Rabu, 20 Februari 2013

KPK, Bukan SBY, yang bisa Taklukkan Anas


KPK, Bukan SBY, yang bisa Taklukkan Anas
Amich Alhumami PhD lulusan Universitas Sussex, Inggris
MEDIA INDONESIA, 19 Februari 2013


SEBAGAI tokoh sentral partai yang menguasai tiga posisi penting dan strategis--Ketua Majelis Tinggi, Ketua Dewan Pembina, dan Ketua Dewan Kehormatan partai Demokrat--bahkan status sebagai pendiri dan patron tunggal partai, ternyata SBY tak cukup punya kesaktian untuk melumpuhkan Anas-seorang political disciple yang ia besarkan sendiri. Psikologi politik yang dibangun SBY ketika menyampaikan pidato penyelamatan Partai Demokrat dengan mewajibkan para kader untuk menandatangani pakta integritas sangat jelas menunjukkan bahwa SBY berupaya mengamputasi otoritas Anas selaku ketua umum. Ketika berpidato, dengan tegas SBY mengatakan seluruh kewenang an ketua umum diambil alih oleh majelis tinggi partai, yang oleh publik dipahami sebagai tindakan political disarmament.

Jika ada hal yang membuat SBY sedemikian yakin dalam pengambilalihan kewenangan ketua umum melalui langkah terselubung--penyelamatan partai dan penandatanganan pakta integritas--adalah ketika SBY mengetahui kebocoran draf sprindik KPK yang menyebut Anas telah berstatus tersangka sebagai penerima gratifi kasi dalam skandal Hambalang. Karena itu, dalam pidato penyampaian pakta integritas, SBY mempersilakan Anas untuk sepenuhnya konsentrasi dalam menghadapi kasus hukum yang sedang ditangani KPK, yang diduga kuat melibatkannya. Untuk memelihara fatsun politik, SBY bahkan menyebutkan dewan pimpinan partai akan menyediakan bantuan hukum bilamana diperlukan.

Dalam konteks pertarungan politik, pidato penyelamatan partai oleh SBY sejatinya merupakan pre-emptive strike untuk menaklukkan Anas. Namun, kesalahan fatal justru terjadi ketika draf sprindik disebarluaskan ke media massa, yang diduga dilakukan lingkaran dalam istana. Tak pelak, penyebarluasan sprindik itu memicu turbulensi politik nasional yang arahnya sama sekali di luar kontrol para elite Demokrat dan para punggawa istana. Di pihak lain, gejolak politik di internal Demokrat kian memuncak seperti desakan dari elemen-elemen fungsionaris partai dan elite-elite senior Demokrat agar Anas mundur.

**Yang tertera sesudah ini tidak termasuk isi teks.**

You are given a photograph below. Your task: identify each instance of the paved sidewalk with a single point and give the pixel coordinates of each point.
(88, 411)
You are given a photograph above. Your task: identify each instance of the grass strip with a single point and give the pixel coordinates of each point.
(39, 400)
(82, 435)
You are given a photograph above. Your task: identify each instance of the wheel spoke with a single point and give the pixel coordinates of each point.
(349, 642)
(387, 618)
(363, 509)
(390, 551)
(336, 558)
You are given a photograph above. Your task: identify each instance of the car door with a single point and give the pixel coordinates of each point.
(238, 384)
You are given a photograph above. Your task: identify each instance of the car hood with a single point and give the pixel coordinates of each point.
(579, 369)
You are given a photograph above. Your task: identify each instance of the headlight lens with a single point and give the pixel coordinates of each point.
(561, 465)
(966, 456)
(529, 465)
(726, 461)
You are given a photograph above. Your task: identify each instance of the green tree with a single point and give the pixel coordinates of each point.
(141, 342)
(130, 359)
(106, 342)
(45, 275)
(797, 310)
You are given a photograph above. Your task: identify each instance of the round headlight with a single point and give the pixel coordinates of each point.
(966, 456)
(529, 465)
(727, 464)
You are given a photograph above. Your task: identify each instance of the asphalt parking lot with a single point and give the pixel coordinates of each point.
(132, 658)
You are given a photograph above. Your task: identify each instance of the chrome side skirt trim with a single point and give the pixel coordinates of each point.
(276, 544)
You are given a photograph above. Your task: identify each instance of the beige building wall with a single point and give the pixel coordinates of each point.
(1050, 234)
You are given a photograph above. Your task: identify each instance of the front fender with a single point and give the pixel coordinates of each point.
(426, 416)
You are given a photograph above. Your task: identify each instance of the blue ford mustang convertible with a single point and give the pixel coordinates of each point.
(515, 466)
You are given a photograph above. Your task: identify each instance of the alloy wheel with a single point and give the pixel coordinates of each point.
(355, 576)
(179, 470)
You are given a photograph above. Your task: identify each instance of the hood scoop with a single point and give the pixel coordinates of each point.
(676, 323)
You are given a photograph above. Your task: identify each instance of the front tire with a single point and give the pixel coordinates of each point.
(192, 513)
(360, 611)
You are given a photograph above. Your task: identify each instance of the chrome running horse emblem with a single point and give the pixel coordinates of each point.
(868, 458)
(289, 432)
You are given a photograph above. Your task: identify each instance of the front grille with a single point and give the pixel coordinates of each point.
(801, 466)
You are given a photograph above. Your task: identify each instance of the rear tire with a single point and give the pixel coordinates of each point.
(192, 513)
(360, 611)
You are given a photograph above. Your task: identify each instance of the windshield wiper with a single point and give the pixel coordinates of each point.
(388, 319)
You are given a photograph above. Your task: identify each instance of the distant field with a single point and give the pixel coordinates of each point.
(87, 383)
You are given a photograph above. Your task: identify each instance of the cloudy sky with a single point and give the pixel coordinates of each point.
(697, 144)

Dengan penuh keyakinan dan sikap tenang yang luar biasa—kerap mengundang decak kagum-Anas melakukan manuver politik menawan melalui dua langkah taktis. Pertama, memobilisasi para loyalis dan DPD untuk bersuara keras dan melakukan perlawanan sengit terhadap setiap upaya melengserkan dirinya dari posisi ketua umum, melalui cara-cara yang bertentangan dengan AD/ ART partai. Kedua, sehari menjelang rapat pimpinan nasional (rapimnas), Anas menyempurnakan manuver politik cantiknya dengan menggerakkan perwakilan DPD untuk mengajukan petisi politik, yang salah satunya berisi ancaman walk-out bila rapimnas diarahkan menuju KLB untuk menggusur Anas.

Manuver politik cemerlang yang ditempuh Anas membuat SBY berpikir ulang. Ia pun memutar haluan ketika rapimnas berlangsung Ahad (17/2) lalu, yang sama sekali tidak menindaklanjuti isi pidato pengambilalihan otoritas Anas selaku ketua umum. Bahkan Ulil, Rachlan, Didik, dkk, yang menyerukan penggantian nakhoda partai, pun dikabarkan mendapat teguran dari majelis tinggi partai.

Serangkaian manuver politik Anas itu berlangsung sangat efektif dan mampu menangkal serangan lawan-lawan politiknya yang berusaha menggulung Anas dengan menunggangi kasus skandal Hambalang yang melilitnya. Namun, mengingat mereka tak punya cukup keterampilan politik, bahkan kemampuan berpolitik mereka jauh di bawah Anas, mereka meminjam tangan dan memanfaatkan kewibawaan SBY untuk bertarung melawan Anas.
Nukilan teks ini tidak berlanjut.